As the group—and especially Sting—stretched out and grew over the course of the next five albums, there was more rhythmic, harmonic and textural complexity, along with a level of emotional subtlety difficult to imagine from listening to the first record. Looking back now—and listening to this greatest hits set— it’s clear that the trio was “playing” at being a rock group, more than it actually considered itself one.

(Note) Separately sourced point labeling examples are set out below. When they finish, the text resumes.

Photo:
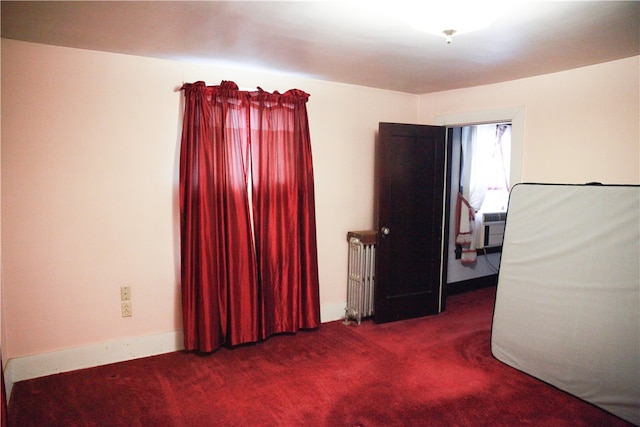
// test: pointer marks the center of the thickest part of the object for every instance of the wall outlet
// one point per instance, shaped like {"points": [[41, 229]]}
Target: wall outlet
{"points": [[126, 309]]}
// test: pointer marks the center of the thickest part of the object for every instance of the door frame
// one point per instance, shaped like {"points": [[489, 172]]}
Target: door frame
{"points": [[513, 114]]}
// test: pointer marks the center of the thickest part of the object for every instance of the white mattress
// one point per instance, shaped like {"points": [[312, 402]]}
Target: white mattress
{"points": [[568, 299]]}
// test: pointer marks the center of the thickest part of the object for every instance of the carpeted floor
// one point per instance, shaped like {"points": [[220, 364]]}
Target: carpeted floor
{"points": [[432, 371]]}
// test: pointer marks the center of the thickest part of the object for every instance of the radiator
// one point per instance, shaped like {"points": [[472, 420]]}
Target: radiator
{"points": [[361, 275]]}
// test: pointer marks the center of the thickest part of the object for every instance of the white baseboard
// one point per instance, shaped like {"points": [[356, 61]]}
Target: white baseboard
{"points": [[331, 312], [71, 359]]}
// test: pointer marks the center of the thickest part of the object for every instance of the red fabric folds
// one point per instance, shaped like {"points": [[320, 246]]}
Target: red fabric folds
{"points": [[235, 290]]}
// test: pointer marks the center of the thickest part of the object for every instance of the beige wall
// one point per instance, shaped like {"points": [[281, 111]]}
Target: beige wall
{"points": [[580, 125], [89, 172], [89, 175]]}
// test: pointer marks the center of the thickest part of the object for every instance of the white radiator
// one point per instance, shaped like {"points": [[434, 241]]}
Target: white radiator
{"points": [[361, 275]]}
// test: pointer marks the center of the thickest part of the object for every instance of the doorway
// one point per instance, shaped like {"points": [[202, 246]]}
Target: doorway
{"points": [[484, 272]]}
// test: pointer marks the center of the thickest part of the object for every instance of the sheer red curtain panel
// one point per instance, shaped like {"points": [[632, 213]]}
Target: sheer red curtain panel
{"points": [[246, 272]]}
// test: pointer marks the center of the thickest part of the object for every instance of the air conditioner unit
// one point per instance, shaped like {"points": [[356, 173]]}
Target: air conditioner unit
{"points": [[491, 230]]}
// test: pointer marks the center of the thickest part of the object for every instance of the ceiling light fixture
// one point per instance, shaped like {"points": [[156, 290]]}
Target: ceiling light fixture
{"points": [[448, 18]]}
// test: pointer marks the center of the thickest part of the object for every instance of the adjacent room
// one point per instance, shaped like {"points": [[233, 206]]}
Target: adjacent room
{"points": [[105, 267]]}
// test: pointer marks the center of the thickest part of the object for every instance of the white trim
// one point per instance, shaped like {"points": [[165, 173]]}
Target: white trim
{"points": [[331, 312], [70, 359], [514, 114], [104, 353]]}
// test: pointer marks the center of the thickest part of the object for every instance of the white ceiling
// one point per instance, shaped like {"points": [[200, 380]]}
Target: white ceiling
{"points": [[347, 41]]}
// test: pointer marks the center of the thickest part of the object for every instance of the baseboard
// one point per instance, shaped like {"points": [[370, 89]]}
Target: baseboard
{"points": [[103, 353], [331, 312], [471, 284]]}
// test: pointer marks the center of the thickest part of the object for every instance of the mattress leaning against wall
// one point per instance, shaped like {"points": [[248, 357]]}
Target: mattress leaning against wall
{"points": [[568, 299]]}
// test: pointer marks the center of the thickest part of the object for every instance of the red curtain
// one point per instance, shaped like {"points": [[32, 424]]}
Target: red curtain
{"points": [[236, 289]]}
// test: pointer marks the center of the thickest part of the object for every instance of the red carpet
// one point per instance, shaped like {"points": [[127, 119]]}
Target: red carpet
{"points": [[433, 371]]}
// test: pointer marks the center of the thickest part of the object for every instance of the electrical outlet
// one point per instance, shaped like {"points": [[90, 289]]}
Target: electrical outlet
{"points": [[126, 309]]}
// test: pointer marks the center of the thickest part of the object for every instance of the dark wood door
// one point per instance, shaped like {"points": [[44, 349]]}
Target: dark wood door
{"points": [[412, 187]]}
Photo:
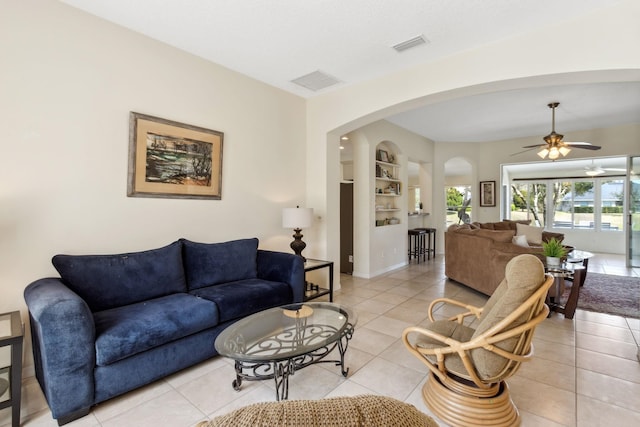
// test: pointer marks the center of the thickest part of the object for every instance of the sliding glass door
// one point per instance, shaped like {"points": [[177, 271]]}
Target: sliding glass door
{"points": [[633, 222]]}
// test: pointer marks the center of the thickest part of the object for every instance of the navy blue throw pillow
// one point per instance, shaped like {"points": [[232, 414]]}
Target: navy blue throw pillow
{"points": [[209, 264], [109, 281]]}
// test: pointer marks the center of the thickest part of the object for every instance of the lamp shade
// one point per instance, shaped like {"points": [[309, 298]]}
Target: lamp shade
{"points": [[297, 217]]}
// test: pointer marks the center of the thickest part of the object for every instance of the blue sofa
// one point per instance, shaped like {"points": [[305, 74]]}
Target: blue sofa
{"points": [[112, 323]]}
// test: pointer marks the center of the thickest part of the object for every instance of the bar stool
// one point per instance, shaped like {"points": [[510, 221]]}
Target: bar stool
{"points": [[430, 236], [416, 244]]}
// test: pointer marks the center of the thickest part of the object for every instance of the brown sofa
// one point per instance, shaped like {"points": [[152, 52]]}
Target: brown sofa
{"points": [[476, 254]]}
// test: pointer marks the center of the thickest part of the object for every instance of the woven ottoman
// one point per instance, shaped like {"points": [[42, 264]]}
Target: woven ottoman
{"points": [[356, 411]]}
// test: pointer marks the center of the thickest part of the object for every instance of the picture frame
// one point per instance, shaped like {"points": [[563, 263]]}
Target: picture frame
{"points": [[487, 193], [168, 159], [383, 156]]}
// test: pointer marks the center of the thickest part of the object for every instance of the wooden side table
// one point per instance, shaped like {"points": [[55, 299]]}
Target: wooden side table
{"points": [[314, 291], [11, 333], [576, 273]]}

The track lineup—all tunes by Sting—is “Roxanne,” “Can’t Stand Losing You,” “Message in a Bottle,” “Walking on the Moon,” “Don’t Stand So Close to Me,” a dreamy, alternate take of “De Do Do Do, De Da Da Da,” “Every Little Thing She Does Is Magic,” “Invisible Sun,” “Spirits In the Material World,” “Every Breath You Take,” “King of Pain,” “Wrapped Around Your Finger,” “Don’t Stand so Close to Me ’86,” and “Message In A Bottle (New Classic Rock Mix).” The last two tracks are completely expendable, and I can think of more than two tunes not here that would have been preferable, but not “Mother,” or Miss Gredenko,” thank you!

This hybrid multi-channel disc serves as a fine sampler of Universal Music’s SACD remastered Police catalog, but for some reason, the company chose to issue the other Police titles as single layer SACDs with no multi-channel remixing, thus ignoring the fantastic success ABKCO had with its Rolling Stones hybrid SACD catalog. Worse, the packaging does not make it clear that the disc will play on any CD player, thus confusing an already confused public.

Some of these tracks were remixed for 5.1 from analog multi-track originals, while others sound as if some rear channel reverb was simply tacked onto the existing 2 channel mixes. At least one of the albums— I suspect 1983’s wildly uneven Synchronicitywas recorded digitally in the first place, so an SACD remastering can’t help much in terms of resolution.

Overall this disc sounds quite good—far better on the SACD layer of course—compared to what’s been offered previously, and the other discs in the series also sound better than their earlier CD counterparts, but when I compared the SACD of Ghost In the Machine (069 493 605-2) with a $2 garage sale original A&M pressing, there was no contest: the LP simply smoked the SACD in my opinion and in the opinion of non-audiophile friends who listened—and that was using the $33,000 DCS Verdi, Purcell, Elgar stack! Still, as a ‘greatest hits’ package or as an SACD sampler, this does nicely, and if you have a 5.1 channel SACD system, you’ll enjoy the remixes.